Province's suffragist movement remembered in Manitoba Museum exhibit
It opens on Thursday and will stay in Manitoba until April 2016
It's been almost 100 years since Manitoba became the first province to allow some women to vote, and the Manitoba Museum is commemorating that with a travelling exhibit that opens on Thursday.
The Manitoba Elections Act was amended Jan. 28, 1916, to allow some women to vote in provincial elections. Nice Women Don't Want the Vote, the name of the Manitoba Museum exhibit, is a quotation attributed to Rodmond Roblin, Manitoba's premier from 1900-15. The museum says he spoke the words during a heated exchange with Nellie McClung.

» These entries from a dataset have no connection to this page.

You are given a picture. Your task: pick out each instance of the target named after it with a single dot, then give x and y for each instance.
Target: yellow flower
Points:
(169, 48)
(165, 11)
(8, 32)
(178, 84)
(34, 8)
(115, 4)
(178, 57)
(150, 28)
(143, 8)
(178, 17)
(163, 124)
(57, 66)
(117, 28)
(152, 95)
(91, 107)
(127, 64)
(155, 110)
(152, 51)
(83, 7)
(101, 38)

The museum started collecting artifacts for the exhibit from Manitobans in February.
"Things like what one's grandmother wore when she voted for the first time, or original ballots or letters from that time," Greg Klassen, the museum's communications manager, said in February.
"[It] includes fascinating artifacts that prove that this was a real fight that had been brewing for 25 years, while also revealing the tensions within the movement," says Roland Sawatzky, Curator of History for the exhibit.
One of the most unique artifacts on display, according to a news release issued by the museum on Thursday, is an exterior section of a house wall painted by a woman near Portage la Prairie in 1915. She painted "Vote for Women" on the side of her house before her husband arrived home and painted "NO" in front of the words.
The exhibit will be in the museum's discovery room until April 10 and then it will tour the country before it arrives at the Canadian Museum of History in Quebec.